When lockdowns and school closures started in March 2020, it had an unintended consequence – a huge improvement in most households’ ”balance sheet”. Between mortgage deferrals, CERB, business loans and retail closures, people had more money and nothing to spend it on. Major expenses like international travel and vehicle purchases were either unavailable or unnecessary. While prior to the pandemic savings rates were dipping negative, the national savings rate for the early part of the pandemic was almost 25%, a level not seen since 1982.
It’s all coming back to normal though... the savings rate is below 2% in the most recent data, and credit card + auto loan debt is now above pre-pandemic levels. Now to be fair, this is total dollars. Between inflation and a growing population, you could argue we are still below the levels of early 2020. But the trend is pretty clear: most spending, less saving.
So where is all that money going? I suppose it’s all diamond rings, luxury homes and Italian sports cars? Far from it... jewelery, car dealers and furniture are in the bottom five categories of spending growth.
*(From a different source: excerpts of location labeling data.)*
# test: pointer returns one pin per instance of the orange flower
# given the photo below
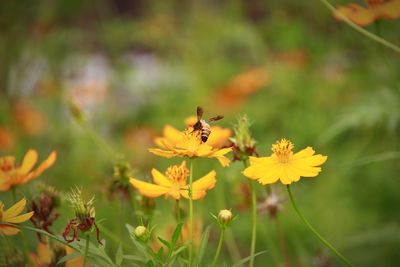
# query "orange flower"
(174, 183)
(12, 215)
(13, 175)
(242, 85)
(31, 120)
(188, 144)
(375, 10)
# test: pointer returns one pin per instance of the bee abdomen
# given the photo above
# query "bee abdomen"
(205, 132)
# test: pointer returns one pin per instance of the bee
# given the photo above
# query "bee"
(204, 126)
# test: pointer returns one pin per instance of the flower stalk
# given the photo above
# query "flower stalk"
(312, 229)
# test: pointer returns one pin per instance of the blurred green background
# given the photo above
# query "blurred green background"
(135, 66)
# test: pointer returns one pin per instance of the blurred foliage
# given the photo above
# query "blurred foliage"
(134, 66)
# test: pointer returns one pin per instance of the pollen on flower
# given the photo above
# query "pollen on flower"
(283, 149)
(7, 163)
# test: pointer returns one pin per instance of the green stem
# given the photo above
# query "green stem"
(86, 250)
(326, 243)
(178, 211)
(254, 223)
(221, 239)
(361, 30)
(191, 213)
(14, 193)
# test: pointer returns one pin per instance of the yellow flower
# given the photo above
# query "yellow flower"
(13, 175)
(187, 144)
(12, 215)
(174, 183)
(375, 10)
(284, 165)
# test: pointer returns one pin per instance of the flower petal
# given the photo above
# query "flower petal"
(147, 189)
(20, 218)
(206, 182)
(29, 161)
(160, 179)
(162, 153)
(8, 230)
(14, 210)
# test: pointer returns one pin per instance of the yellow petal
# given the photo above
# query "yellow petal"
(147, 189)
(16, 209)
(172, 134)
(206, 182)
(42, 167)
(29, 161)
(20, 218)
(288, 176)
(160, 179)
(8, 230)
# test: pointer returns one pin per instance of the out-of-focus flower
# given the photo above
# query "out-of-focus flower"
(174, 183)
(120, 185)
(142, 233)
(43, 206)
(84, 220)
(375, 10)
(272, 204)
(14, 175)
(188, 144)
(13, 215)
(242, 85)
(218, 137)
(283, 165)
(243, 143)
(6, 138)
(29, 119)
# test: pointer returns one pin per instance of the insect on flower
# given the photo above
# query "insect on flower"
(203, 126)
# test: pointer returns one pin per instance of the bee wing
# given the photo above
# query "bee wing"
(216, 118)
(200, 112)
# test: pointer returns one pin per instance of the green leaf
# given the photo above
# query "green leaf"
(68, 257)
(165, 242)
(119, 256)
(244, 260)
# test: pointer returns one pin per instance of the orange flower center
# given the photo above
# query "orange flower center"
(283, 150)
(178, 174)
(7, 163)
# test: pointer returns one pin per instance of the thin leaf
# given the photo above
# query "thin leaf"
(119, 256)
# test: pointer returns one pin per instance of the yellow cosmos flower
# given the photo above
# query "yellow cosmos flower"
(174, 183)
(188, 144)
(13, 175)
(284, 165)
(12, 215)
(375, 10)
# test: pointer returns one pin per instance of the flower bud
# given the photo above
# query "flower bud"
(225, 217)
(141, 233)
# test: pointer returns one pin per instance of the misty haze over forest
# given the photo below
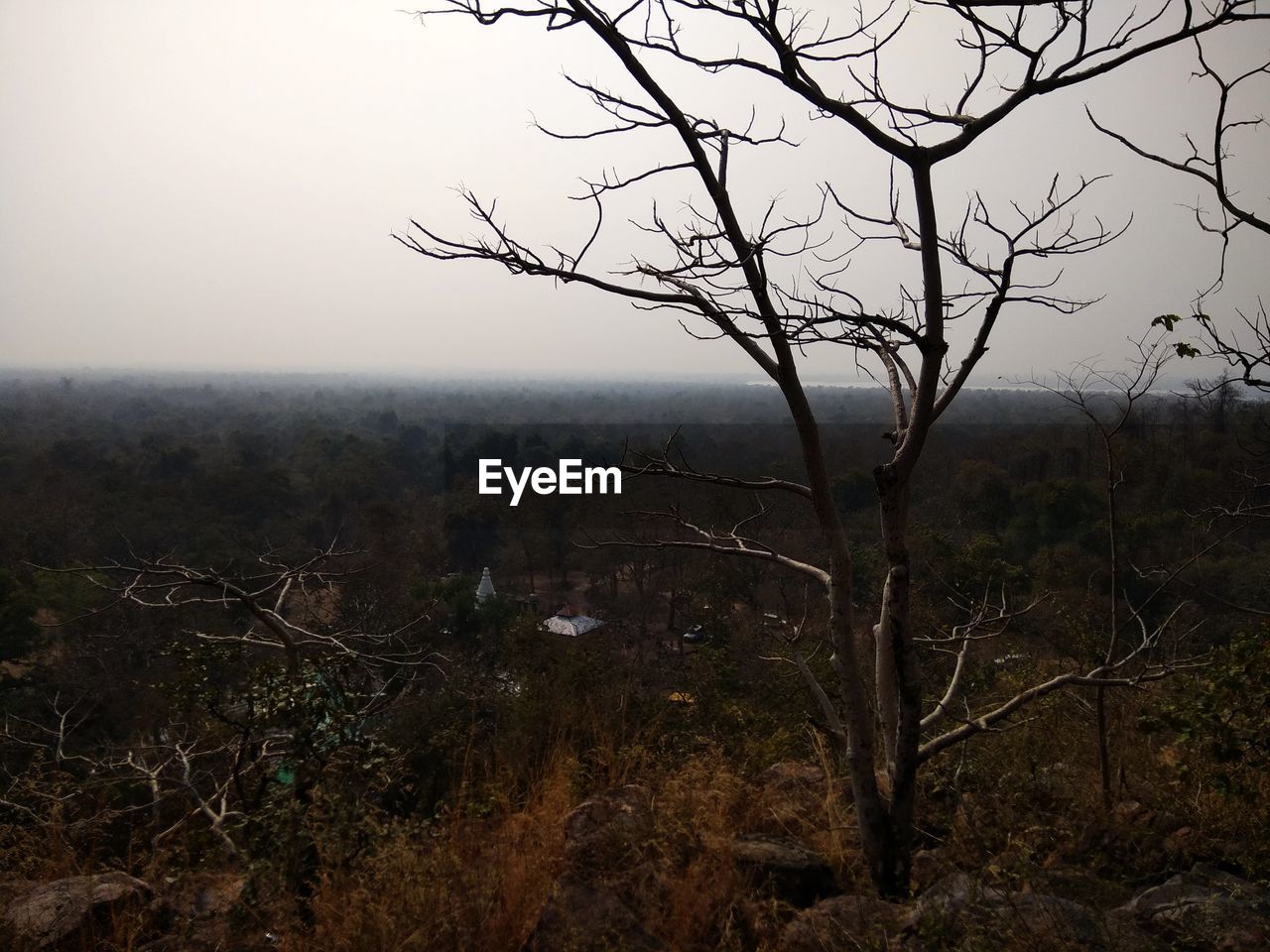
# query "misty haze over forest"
(672, 475)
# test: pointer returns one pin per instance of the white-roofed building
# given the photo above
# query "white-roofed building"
(485, 589)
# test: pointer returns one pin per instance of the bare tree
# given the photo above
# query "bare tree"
(1110, 400)
(1210, 160)
(335, 673)
(775, 282)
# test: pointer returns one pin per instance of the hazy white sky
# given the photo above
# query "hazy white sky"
(213, 185)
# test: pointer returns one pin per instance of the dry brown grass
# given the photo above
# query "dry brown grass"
(474, 883)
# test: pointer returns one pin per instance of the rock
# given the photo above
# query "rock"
(790, 798)
(1207, 907)
(199, 896)
(608, 832)
(792, 873)
(959, 902)
(843, 923)
(583, 918)
(64, 911)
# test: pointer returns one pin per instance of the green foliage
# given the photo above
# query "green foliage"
(18, 633)
(1227, 716)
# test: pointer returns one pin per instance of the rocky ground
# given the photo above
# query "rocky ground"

Instead it’s the day-to-day: shoes, food, and clothes. Spending is rising, but it seems to be driven more by inflation and necessities than luxury consumption.
Consumer debt has exceeded pre-pandemic levels in some categories, while savings rates have declined over the past two years. Consumer spending has grown most over the past year in ”everyday” categories such as food and apparel, as opposed to ”big ticket” items like cars, jewelry and furniture.